For seven consecutive days this summer, nearly 200 juried artists from around the world will be converging on the Silicon Valley to showcase some of the most innovative, astounding art ever seen or experienced. It’s ZeroOne San Jose: A Global Festival of Art on the Edge and ISEA2006 Symposium. From August 7-13, ZeroOne San Jose will transform the entire city into the North American epicenter for the intersection of art and digital culture. It is a multi-dimensional, startling and brilliant event featuring exhibits, live cinema, performances, workshops, and youth activities. All are one-of-a-kind, many never-before, only-here experiences. Here are a handful of the amazing projects you will find at ZeroOne San Jose: A Global Festival of Art on the Edge:

 

ONE. PigeonBlog provides an alternative way to participate in environmental air pollution data gathering. The project equips urban homing pigeons with custom-made backpacks containing GPS-enabled electronic air pollution sensing devices. The devices will text message real-time location-based air pollution and image data to www.PigeonBlog.com. PigeonBlog is being developed in conjunction with Preemptive Media's AIR project. Artists: Beatriz da Costa with Cina Hazegh and Kevin Ponto.

TWO. Karaoke Ice is a delicious pop culture mash-up, an ice cream truck-turned-mobile karaoke-unit, deployed to unite people in a collective quest to transform the streets of San Jose into a space of community interaction. Participants karaoke for an audience while sitting in the transformed front cab of the vehicle, and use a customized karaoke engine to record a song for later broadcast, as the truck makes it way to a variety of festival locations. Free frozen treats lure prospective performers to participate, distributed by Remedios the Squirrel Cub, who drives the truck, Karaoke Ice is a commissioned residency project by ZeroOne San Jose, San Jose State University, and the The Sally and Don Lucas Artists Programs at the Montalvo Arts Center. Artists: Nancy Nowacek, Katie Salen, Marina Zurkow.

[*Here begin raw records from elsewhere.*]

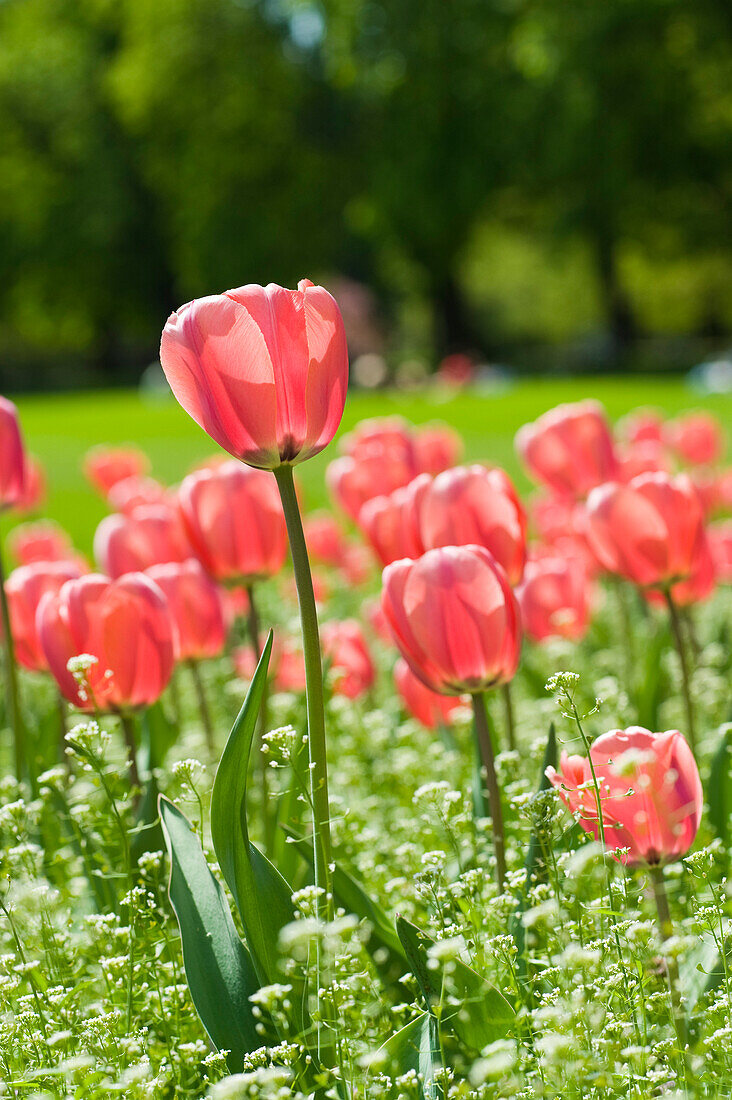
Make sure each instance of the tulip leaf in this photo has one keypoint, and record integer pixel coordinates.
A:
(219, 969)
(263, 898)
(476, 1011)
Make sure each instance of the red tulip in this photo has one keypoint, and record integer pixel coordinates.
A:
(427, 706)
(262, 370)
(12, 459)
(555, 600)
(455, 618)
(476, 506)
(346, 648)
(569, 449)
(649, 793)
(235, 521)
(105, 466)
(697, 438)
(651, 531)
(152, 535)
(124, 625)
(25, 587)
(195, 605)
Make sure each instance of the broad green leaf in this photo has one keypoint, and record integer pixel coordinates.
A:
(415, 1047)
(218, 966)
(482, 1013)
(262, 895)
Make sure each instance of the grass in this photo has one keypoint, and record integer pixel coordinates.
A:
(61, 428)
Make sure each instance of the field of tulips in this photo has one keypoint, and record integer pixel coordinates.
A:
(423, 794)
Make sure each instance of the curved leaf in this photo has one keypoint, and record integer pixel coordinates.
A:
(218, 966)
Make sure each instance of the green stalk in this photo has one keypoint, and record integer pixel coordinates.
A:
(485, 749)
(316, 724)
(20, 746)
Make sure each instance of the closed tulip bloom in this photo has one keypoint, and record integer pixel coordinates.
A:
(476, 506)
(427, 706)
(649, 531)
(569, 449)
(12, 459)
(351, 666)
(124, 625)
(649, 793)
(455, 618)
(697, 438)
(25, 587)
(152, 535)
(554, 597)
(235, 521)
(261, 369)
(195, 605)
(104, 466)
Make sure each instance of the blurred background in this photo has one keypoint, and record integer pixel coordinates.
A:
(541, 184)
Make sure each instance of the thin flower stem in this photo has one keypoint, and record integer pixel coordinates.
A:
(316, 724)
(686, 675)
(485, 749)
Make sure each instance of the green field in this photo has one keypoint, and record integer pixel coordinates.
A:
(61, 428)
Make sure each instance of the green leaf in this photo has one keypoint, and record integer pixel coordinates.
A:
(482, 1013)
(263, 898)
(415, 1047)
(218, 966)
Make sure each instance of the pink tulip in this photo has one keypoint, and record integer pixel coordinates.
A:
(649, 793)
(346, 648)
(196, 608)
(427, 706)
(25, 587)
(12, 459)
(569, 449)
(124, 624)
(262, 370)
(235, 521)
(152, 535)
(476, 506)
(649, 531)
(697, 438)
(455, 618)
(105, 466)
(554, 597)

THREE. Pimp My Heart. Cranked-up bass sounds blasting from pimped cars are a familiar annoyance of the city streets in the world, but what if the bass sounds are the drivers’ real-time heartbeat instead of beats of music? Does our relationship with the vehicle/driver and the pedestrians change? The HBBB system amplifies the heartbeat of the driver in real-time by interfacing the car audio with a heartbeat sensor. By hacking on the technology/hobby that is often used as psychological armor and a territory-marking tool, the project turns the body/vehicle relationship inside-out, addressing the vulnerability of the human body and emotion and aims to understand our obsession with automobiles and itheir modification. A group of local car enthusiasts will be involved in developing the design of the demo vehicle, as well as driving around to night cruises in their own vehicles with HBBB. Artists: Takehito Etani and David Tinapple.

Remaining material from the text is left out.